Some files contain inconsistent offsets between HEADER and TEXT:

```
ignore_offset_discrepancy=True
```
to tolerate HEADER/TEXT offset mismatch.
```
use_header_offsets=True
```
to prefer HEADER offsets.
```
ignore_offset_error=True
```
to bypass offset-related failures more aggressively.

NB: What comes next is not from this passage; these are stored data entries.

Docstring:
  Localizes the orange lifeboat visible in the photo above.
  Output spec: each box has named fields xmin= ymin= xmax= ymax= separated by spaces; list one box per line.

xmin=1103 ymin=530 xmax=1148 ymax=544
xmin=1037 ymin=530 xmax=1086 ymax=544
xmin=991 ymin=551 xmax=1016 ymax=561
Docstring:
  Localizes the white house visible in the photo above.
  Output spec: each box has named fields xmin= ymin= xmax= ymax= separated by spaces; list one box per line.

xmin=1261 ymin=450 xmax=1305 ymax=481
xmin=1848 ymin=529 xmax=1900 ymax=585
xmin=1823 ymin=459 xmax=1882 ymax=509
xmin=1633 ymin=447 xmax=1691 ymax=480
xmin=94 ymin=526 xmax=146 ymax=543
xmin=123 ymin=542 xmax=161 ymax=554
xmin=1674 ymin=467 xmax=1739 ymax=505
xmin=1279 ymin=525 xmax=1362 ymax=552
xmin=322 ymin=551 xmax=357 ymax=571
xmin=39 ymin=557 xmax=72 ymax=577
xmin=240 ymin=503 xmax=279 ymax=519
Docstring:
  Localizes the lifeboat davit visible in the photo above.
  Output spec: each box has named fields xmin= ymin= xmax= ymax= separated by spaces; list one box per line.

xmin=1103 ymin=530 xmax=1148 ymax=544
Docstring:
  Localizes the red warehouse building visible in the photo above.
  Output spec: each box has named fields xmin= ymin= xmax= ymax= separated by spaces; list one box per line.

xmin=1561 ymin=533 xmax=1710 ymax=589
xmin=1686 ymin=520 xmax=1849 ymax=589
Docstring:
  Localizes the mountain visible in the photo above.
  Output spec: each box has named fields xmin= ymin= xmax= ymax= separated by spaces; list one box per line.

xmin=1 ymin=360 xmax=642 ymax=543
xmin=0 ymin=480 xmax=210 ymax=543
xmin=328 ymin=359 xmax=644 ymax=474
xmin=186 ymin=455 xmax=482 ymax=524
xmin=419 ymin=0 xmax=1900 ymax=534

To exclude known null/empty channels during parsing:

```
FlowData(path, null_channel_list=[...])
```

Multi-Dataset Files

If a file contains multiple datasets, constructing

FlowData(path)

may raise

MultipleDataSetsError

. Use:

```
read_multiple_data_sets(path)
```
to load all datasets, or

FlowData(path, nextdata_offset=...)

to load a specific dataset using

$NEXTDATA

offsets.

Writing FCS

Two common patterns:

Write metadata-only changes:

flow.write_fcs("out.fcs", metadata={...})

Modify event data: extract array → modify →
```
create_fcs(...)
```
to generate a new file (FlowIO does not modify event data in-place).